Last July I noted how Labour-run Harrow Council rejected a Conservative proposal for transparency – including spending transparency.
All the heartening therefore to read this interview in The Lawyer with the Council's legal head, Hugh Peart, which indicates a change of heart.
He makes a number of good points. The cost of transparency should be set against the cost to councils of £34 million a year handling Freedom of Information requests. A burden that could be reduced by making more iinformation online.
Peart says that Harrow's website publishes the salaries of heir senior officers (although it only seems to for last year.)
He says:
“The default model for most councils is, ’we won’t give anything away unless we have to’. I want to turn the whole edifice on its head. I want us to move away from the defensive position of keeping everything to ourselves and say that everything’s public except for a few obvious areas. I’d like to push the publication scheme to the limit and see our web content grow so that there’s as much on there as possible.”
He adds::
“The whole planning process takes place in the public domain and they seem to manage fine. A few years ago that would have been anathema.”
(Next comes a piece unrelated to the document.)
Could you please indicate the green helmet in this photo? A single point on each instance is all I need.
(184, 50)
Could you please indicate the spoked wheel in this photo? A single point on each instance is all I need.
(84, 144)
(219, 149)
However he does believe that progress will rely on Communities Secretary Eric Pickles keeping up the pressure. He says on the requriement to publish procurement spending on items over £500:
“At first people said that it would be impossible to do – that this was going to be the end of the world. The reality now is that we’re doing it and it’s not a problem, yet you would have thought finances would have been the most secretive area for councils.”
“You can expand the publication scheme over time, but without a big bang you can only go so far. Pickles clearly has enough clout to make things happen. As we saw with the finance initiative, people would soon jump into line. The finance initiative lends weight to what’s possible if you’re given a mandate. Two years ago councils would never have put their finances out there.”